The first step is to tally the required process activities and divide them into two groups: human tasks and automated tasks. If human tasks outnumber automated tasks by a wide margin, a BPM-based solution might be the best choice; if automated tasks win, we are inclined to choose SOA. In the disputes process, as we discover in the next section, the split is nearly even, which makes both approaches feasible.

But there are several other factors to consider. One is the capabilities of the stack. If the SOA part of the target platform is faster, more scalable, more developer-friendly, and more functional than the BPM part, SOA is the clear choice. The reverse can also hold true. Generally:

  • BPM has better process monitoring than SOA.

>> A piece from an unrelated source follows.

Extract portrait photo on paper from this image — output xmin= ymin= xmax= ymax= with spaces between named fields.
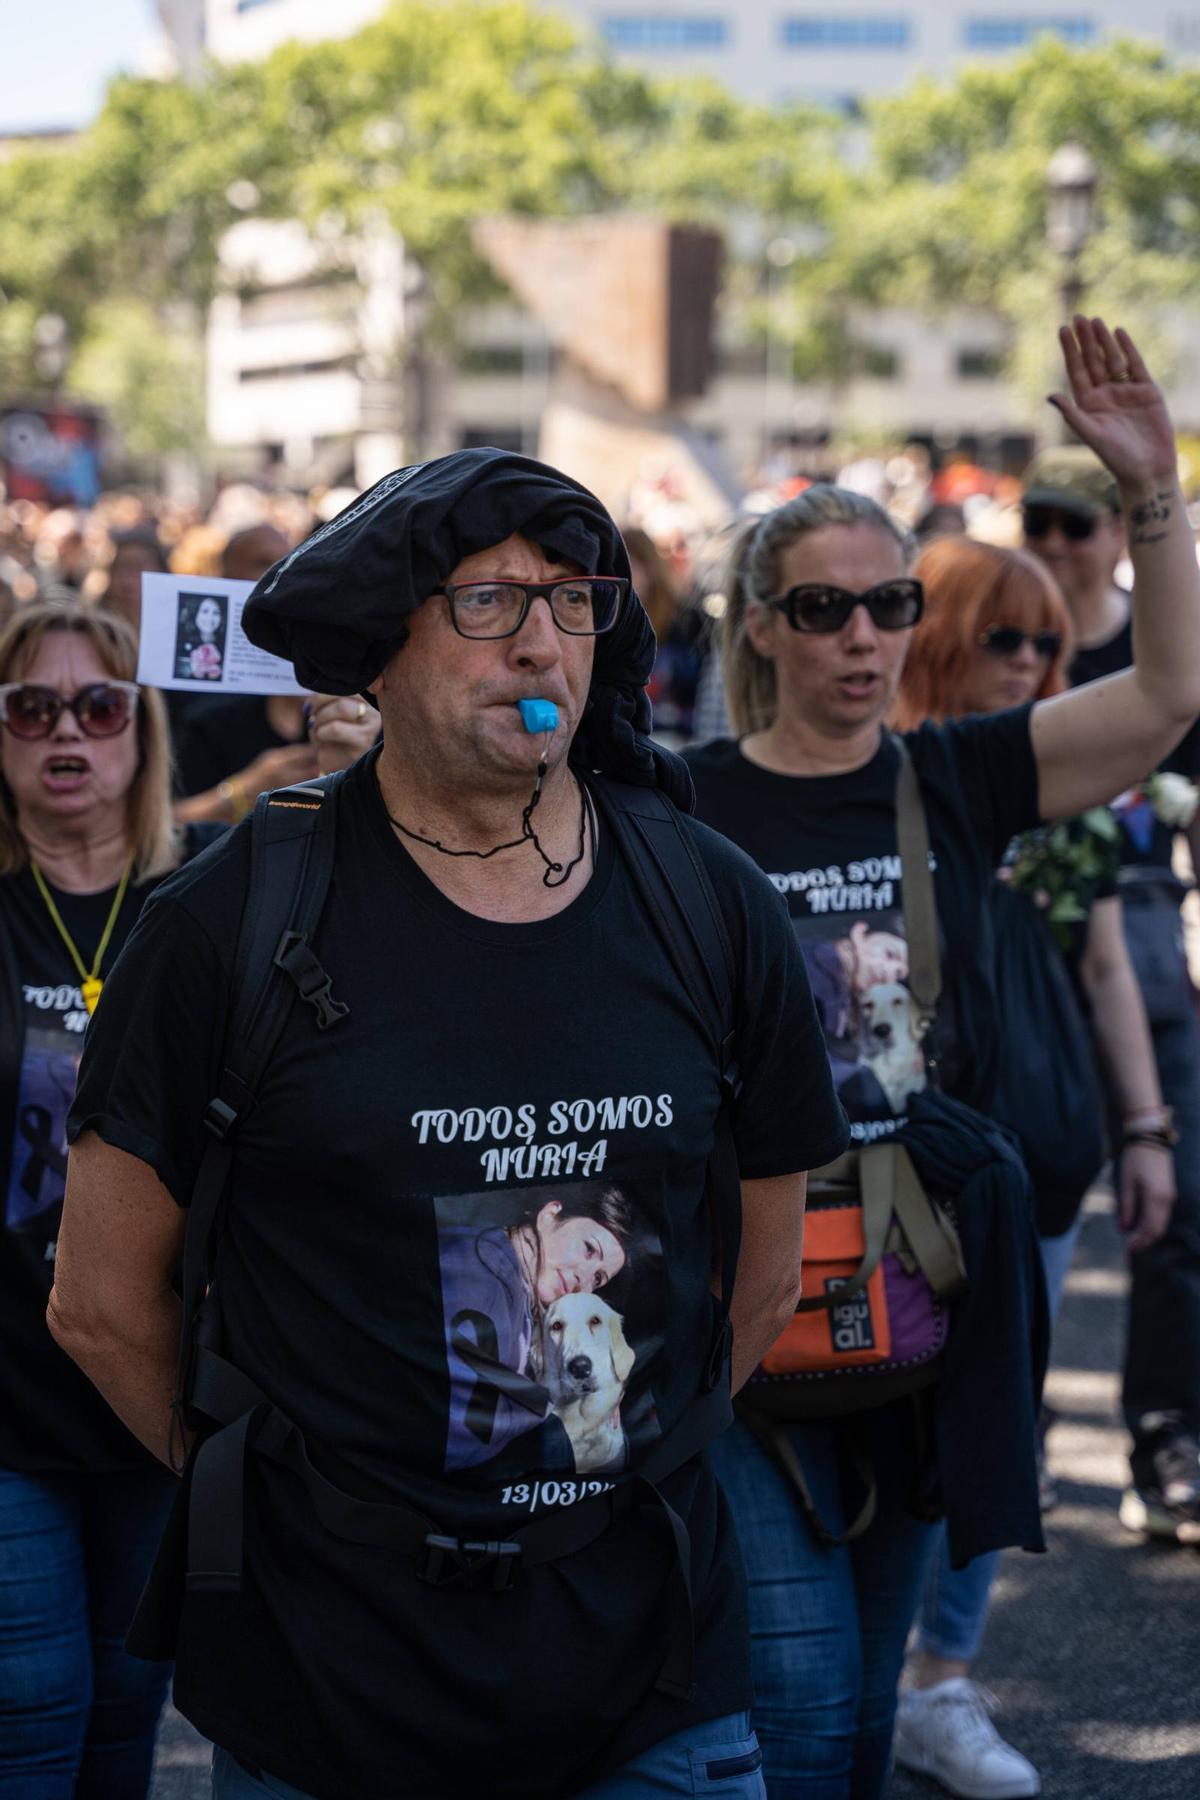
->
xmin=173 ymin=590 xmax=228 ymax=683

  • SOA can handle greater message volumes than BPM.

  • Not all SOA implementations support long-running processes.

  • Not all BPM implementations support inbound events from external sources.

  • Most BPM implementations have limited application integration capabilities.

  • Support for control flow process patterns-such as those presented at www.workflowpatterns.com-is often a toss-up. On your platform, BPM might have better support than SOA for, say, cancellation and multiple instances, but SOA might win on deferred choice and synchronization. Decide which patterns you need and determine which part of the stack best supports them.

A final consideration is the interoperability of the two layers. A BPM-based choice is feasible only if BPM can easily call and be called by SOA. An SOA-based choice can be considered only if SOA has a good BPM plugin that allows it to assign, and be notified of the completion of, work.

In this book on SOA, we concede that there are processes that are best controlled by BPM. Sometimes less is more with SOA. But there just as many processes that belong to SOA. A good architecture recognizes that processes are processes, and uses the stack to its fullest to build them properly.